A weird usage of registers... Bad allocation with repetitive tasks

Hey there,

I noticed something that I can’t really explain and I’d like your input on this.

The background first. I’ve been working on a finite element solver. Each element has 8 nodes. I have 2 passes, one over the elements and one over the nodes. We are interested here in the first pass. For each element, I have to compute some nodal quantities (so for each of the 8 nodes). To do that, I need quite a lot of data for each element. And the data are different between elements of course. Therefore, I need to make heaps of texture fetches, store the results in registers, do something with it, and write the result for each node and an array stored in global memory (in order to be re-used in the subsequent kernel). I’m explaining this because I don’t want you to be surprised by the number of registers I use. It’s not like I have the choice. I was able to use shared memory as registers a bit (since nothing needs to be shared between threads) but there’s not enough shared memory for using this technique everywhere.
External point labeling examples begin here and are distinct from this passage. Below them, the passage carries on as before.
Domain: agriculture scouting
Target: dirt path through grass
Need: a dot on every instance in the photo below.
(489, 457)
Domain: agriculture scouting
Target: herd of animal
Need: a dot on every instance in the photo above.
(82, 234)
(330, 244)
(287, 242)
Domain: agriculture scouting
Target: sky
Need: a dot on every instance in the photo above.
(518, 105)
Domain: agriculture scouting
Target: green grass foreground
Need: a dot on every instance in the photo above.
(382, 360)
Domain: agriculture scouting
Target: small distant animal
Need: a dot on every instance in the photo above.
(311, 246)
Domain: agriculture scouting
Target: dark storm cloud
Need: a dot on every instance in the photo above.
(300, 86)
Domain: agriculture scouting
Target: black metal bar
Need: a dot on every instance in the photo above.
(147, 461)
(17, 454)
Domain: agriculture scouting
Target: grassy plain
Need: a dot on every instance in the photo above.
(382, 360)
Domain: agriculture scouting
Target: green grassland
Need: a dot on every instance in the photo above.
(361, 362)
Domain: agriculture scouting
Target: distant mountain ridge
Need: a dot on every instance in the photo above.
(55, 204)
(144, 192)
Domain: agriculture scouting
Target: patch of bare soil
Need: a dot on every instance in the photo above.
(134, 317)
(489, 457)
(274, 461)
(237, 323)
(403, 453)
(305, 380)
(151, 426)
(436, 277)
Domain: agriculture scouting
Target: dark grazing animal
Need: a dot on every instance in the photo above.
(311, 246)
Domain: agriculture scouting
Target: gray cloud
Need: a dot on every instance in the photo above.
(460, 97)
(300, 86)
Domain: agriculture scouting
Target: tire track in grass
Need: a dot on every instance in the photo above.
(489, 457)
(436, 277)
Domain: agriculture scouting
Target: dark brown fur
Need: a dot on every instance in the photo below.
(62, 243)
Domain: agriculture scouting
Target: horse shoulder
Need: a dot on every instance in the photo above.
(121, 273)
Anyway, after a lot of tweaks, the best I could obtain was this memory repartition:

lmem = 0

smem = 468

reg = 88

Then I decided to gather the calculation for each node in a separate function, and call this function 8 times (instead of repeting the code in the kernel). I figured that it might help the compiler to save registers. So I have a code which looks like that:

       F0[tid] = computeElementForce(0, Dh0_a, Dh0_b, Dh1_a, Dh1_b, Dh2_a, Dh2_b, Node1Disp, Node2Disp, Node3Disp, Node4Disp, 

                                      Node5Disp, Node6Disp, Node7Disp, Node8Disp, SPK, tid);

        F1[tid] = computeElementForce(1, Dh0_a, Dh0_b, Dh1_a, Dh1_b, Dh2_a, Dh2_b, Node1Disp, Node2Disp, Node3Disp, Node4Disp, 

                                      Node5Disp, Node6Disp, Node7Disp, Node8Disp, SPK, tid);

        F2[tid] = computeElementForce(2, Dh0_a, Dh0_b, Dh1_a, Dh1_b, Dh2_a, Dh2_b, Node1Disp, Node2Disp, Node3Disp, Node4Disp, 

                                      Node5Disp, Node6Disp, Node7Disp, Node8Disp, SPK, tid);

        F3[tid] = computeElementForce(3, Dh0_a, Dh0_b, Dh1_a, Dh1_b, Dh2_a, Dh2_b, Node1Disp, Node2Disp, Node3Disp, Node4Disp, 

                                      Node5Disp, Node6Disp, Node7Disp, Node8Disp, SPK, tid);

        F4[tid] = computeElementForce(4, Dh0_a, Dh0_b, Dh1_a, Dh1_b, Dh2_a, Dh2_b, Node1Disp, Node2Disp, Node3Disp, Node4Disp, 

                                      Node5Disp, Node6Disp, Node7Disp, Node8Disp, SPK, tid);

        F5[tid] = computeElementForce(5, Dh0_a, Dh0_b, Dh1_a, Dh1_b, Dh2_a, Dh2_b, Node1Disp, Node2Disp, Node3Disp, Node4Disp, 

                                      Node5Disp, Node6Disp, Node7Disp, Node8Disp, SPK, tid);

        F6[tid] = computeElementForce(6, Dh0_a, Dh0_b, Dh1_a, Dh1_b, Dh2_a, Dh2_b, Node1Disp, Node2Disp, Node3Disp, Node4Disp, 

                                      Node5Disp, Node6Disp, Node7Disp, Node8Disp, SPK, tid);

        F7[tid] = computeElementForce(7, Dh0_a, Dh0_b, Dh1_a, Dh1_b, Dh2_a, Dh2_b, Node1Disp, Node2Disp, Node3Disp, Node4Disp, 

                                      Node5Disp, Node6Disp, Node7Disp, Node8Disp, SPK, tid);

There are a lot of arguments I know, most of them are float4. This uses heaps of registers, but re-doing all the texture fetches each time is way too costly so that’s the best I can do. The arrays Fi (i from 0 to 7) are in global memory and my final results.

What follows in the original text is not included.